Paris has managed big sporting events before
PARIS -- As an American, Olympic champion Kerri Walsh supports New York's bid to host the 2012 Games -- but she still dreams of playing beach volleyball at the foot of the Eiffel Tower.
Paris, the favorite in the race to host the games, wants to imbue the Olympics with French flair and romance. How about a beach lined with volleyball nets under the soaring beams of the city's famous iron tower?
"That would be unbelievable," Walsh said. "Obviously I'm partial to New York 2012 ... but if Paris does win, playing the beach volleyball tournament under the Eiffel Tower would be magical."
Paris' mix of famous landmarks, excellent infrastructure and savoir faire in hosting major sporting events has given it the perceived edge over rival bidders London, Madrid, New York and Moscow. The International Olympic Committee selects the winner in Singapore on July 6.

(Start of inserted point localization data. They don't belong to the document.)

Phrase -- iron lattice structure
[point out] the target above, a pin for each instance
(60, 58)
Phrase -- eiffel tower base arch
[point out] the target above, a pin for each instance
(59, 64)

As a preview this month, the Champs-Elysees was transformed into a sports playground featuring a running track close to the Arc de Triomphe and a huge swimming pool. Organizers hoped 500,000 people would show up; about 1 million did.
"The enthusiasm of the country ... we see it daily. The love of the games is a reality," Paris 2012 bid leader Philippe Baudillon told The Associated Press.
Host of the 1998 World Cup soccer final and the 2003 world track & field championships, Paris has ready-built stadiums and invaluable know-how when it comes to managing big sporting events.
"We have Stade de France, Bercy, Roland Garros," Baudillon said. "Those who run them know how they function, how to manage the flow of people, the media, security issues."
When the IOC visited in March, evaluation commission leader Nawal El Moutawakel highlighted the fact that Paris has the 80,000-seat Stade de France. Madrid and Moscow plan to refurbish stadiums; London and New York would build new ones.
Still, after failed attempts for the 1992 and 2008 Olympics, an air of caution hangs over the Paris bid.
Potential conflicts with strike-prone unions and environmental groups, and France's rejection of the proposed European Union constitution have not enhanced the city's image. Olympic officials are warning the vote will be tight.
Paris last hosted the Olympics in 1924. London, which last held them in 1948, is considered its top challenger.
"The level of competition is a dynamic element and a plus point," Baudillon said. "Each city is really giving everything."
An IOC evaluation report issued June 6 gave Paris a glowing review. It noted the city had "fully taken into account" the IOC's recommendations for controlling the cost and size of the Olympics.
"We want to work with the IOC on questions of the future," Baudillon said. "This is our third candidature. We took into consideration the recommendations of the IOC and our own experience."
The Paris budget for the games totals $5.3 billion, including public investment and private funding.
Eighteen of the proposed 31 Olympic sites are within a 10-minute drive from the planned Olympic village, giving Paris a compact and breezy look.
The village -- $2.54 billion -- will be funded privately, as will the proposed SuperDome and media center.
France is a leader in the fight against doping, a campaign led by Sports Minister Jean-Francois Lamour, a two-time Olympic fencing gold medalist -- another strong point in the proposal.
Security is another. Around 41,000 police officers, armed police and soldiers would be mobilized.
Paris was a target of terrorism in the mid-1990s, with Algerian Islamic insurgents setting off homemade bombs in subways, but France says the experience gave it expertise in fighting terror.
Matters appeared more complicated for the Paris bid in March.
Strikes and street protests against government policies to roll back France's 35-hour week crippled public transport -- raising fears this could happen in 2012.
While Paris commuters crammed aboard the few trains left running, IOC inspectors were ferried by bus and escorted by police motorcycles to Stade de France -- where they lunched on lobster mousse, fish and caramelized bananas.
Meanwhile, angry environmentalists protested against plans to build the 15,000-seat SuperDome for judo and badminton in the Bois de Boulogne park on Paris' western edge.
Some 2.3 acres of wooded area would be destroyed. After the games, the dome would become an extension of the Roland Garros tennis complex, home of the French Open.
Environmentalists now back the bid providing certain conditions are met, and five unions affirmed their support last week.
"Paris can manage all the contradictions and difficulties to make a coherent project," Baudillon said.
President Jacques Chirac is scheduled to arrive in Singapore a day before the vote to lobby for the Paris bid, while British Prime Minister Tony Blair will be there to campaign for London.
Chirac has called the Paris bid "the candidacy of the entire nation."
"You can rely on my absolute determination to support it, to promote it and, with all of you, to win it," he said.